Capizzi R L
Jefferson Medical College, Philadelphia, PA 19107, USA.
Invest New Drugs. 1996;14(3):249-56. doi: 10.1007/BF00194527.
In the bench to bedside development of drugs to treat patients with cancer, the common guide to dose and schedule selection is toxicity to normal organs patterned after the preclinical profile of the drug.

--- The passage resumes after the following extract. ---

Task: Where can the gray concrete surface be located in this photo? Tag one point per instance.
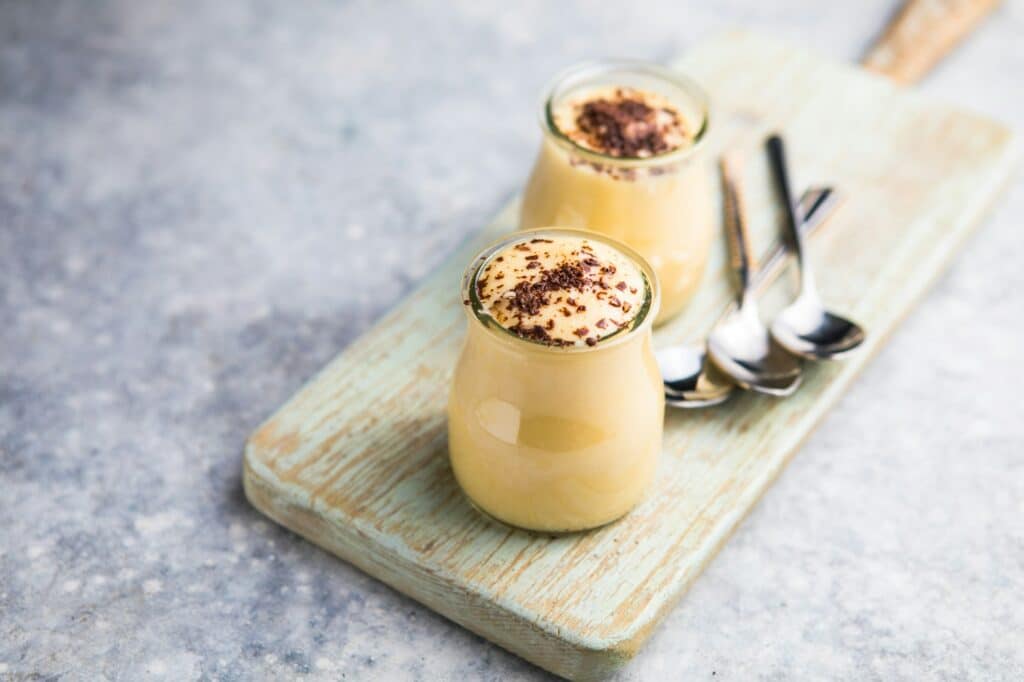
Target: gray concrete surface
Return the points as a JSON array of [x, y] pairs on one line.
[[201, 203]]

An understanding of the cellular pharmacology of the drug and specifically the cellular targets linked to the drug's effect is of substantial value in assisting the clinical investigator in selecting the proper dose and schedule of drug administration. The clinical development of ara-C for the treatment of acute myeloid leukemia (AML) provides a useful paradigm for the study of this process. An understanding of the cellular pharmacology, cytokinetics and pharmacokinetics of ara-C in leukemic mice showed substantial schedule-dependency. Exposure to high doses for a short duration (C x t) resulted in a palliative therapeutic outcome. In marked contrast, exposure to lower doses for a protracted period (c x T) was curative. Clinical use of ara-C in patients with AML patterned after the murine experience, c x T approach, has been of limited benefit in terms of long-term disease-free survival. Studies with human leukemia blasts from patients have shown that for the majority of patients, the initial rate-limiting step is membrane transport, the characteristics of which are substantially affected by extracellular drug concentration (dose). This pharmacologic impediment is eliminated with the blood levels attained during the infusion of gram doses (1-3 gm/m2) of the drug (high-dose ara-C, HiDaC) for shorter periods of time, a C x t approach. Clinical confirmation of these pharmacologic observations is evident in the therapeutic efficacy of HiDaC in patients with relapsed or SDaC-refractory acute leukemia. This is further emphasized by the significantly improved leukemia-free survival of patients with AML treated with HiDaC intensification during remission compared to those patients treated with milligram doses typical of SDaC protocols. Thus, the identification and monitoring of important parameters of drug action in tumors during the course of a clinical trial can be of substantial assistance in optimizing drug dose and schedule so as to attain the best therapeutic index.
在从实验室到临床的抗癌药物研发过程中,选择剂量和给药方案的常见指导原则是依据药物临床前研究中对正常器官的毒性表现。了解药物的细胞药理学,特别是与药物作用相关的细胞靶点,对于协助临床研究人员选择合适的药物给药剂量和方案具有重要价值。阿糖胞苷(ara-C)用于治疗急性髓系白血病(AML)的临床研发为研究这一过程提供了一个有用的范例。对白血病变种小鼠体内阿糖胞苷的细胞药理学、细胞动力学和药代动力学的了解表明,其疗效显著依赖于给药方案。短时间暴露于高剂量(C×t)会产生姑息性治疗效果。与之形成鲜明对比的是,长时间暴露于低剂量(c×T)则具有治愈效果。按照小鼠实验经验采用c×T方法在AML患者中临床应用阿糖胞苷,就长期无病生存而言,获益有限。对患者的人类白血病原始细胞进行的研究表明,对于大多数患者来说,初始限速步骤是膜转运,而膜转运的特性会受到细胞外药物浓度(剂量)的显著影响。在较短时间内输注克剂量(1 - 3 gm/m²)的药物(高剂量阿糖胞苷,HiDaC)所达到的血药浓度可消除这种药理学障碍,这是一种C×t方法。这些药理学观察结果在HiDaC对复发或对标准剂量阿糖胞苷(SDaC)难治的急性白血病患者的治疗效果中得到了临床证实。与采用SDaC方案典型的毫克剂量治疗的患者相比,HiDaC强化治疗缓解期AML患者的无白血病生存期显著改善,这进一步凸显了上述结论。因此,在临床试验过程中识别和监测肿瘤中药物作用的重要参数,对于优化药物剂量和给药方案以获得最佳治疗指数可能会有很大帮助。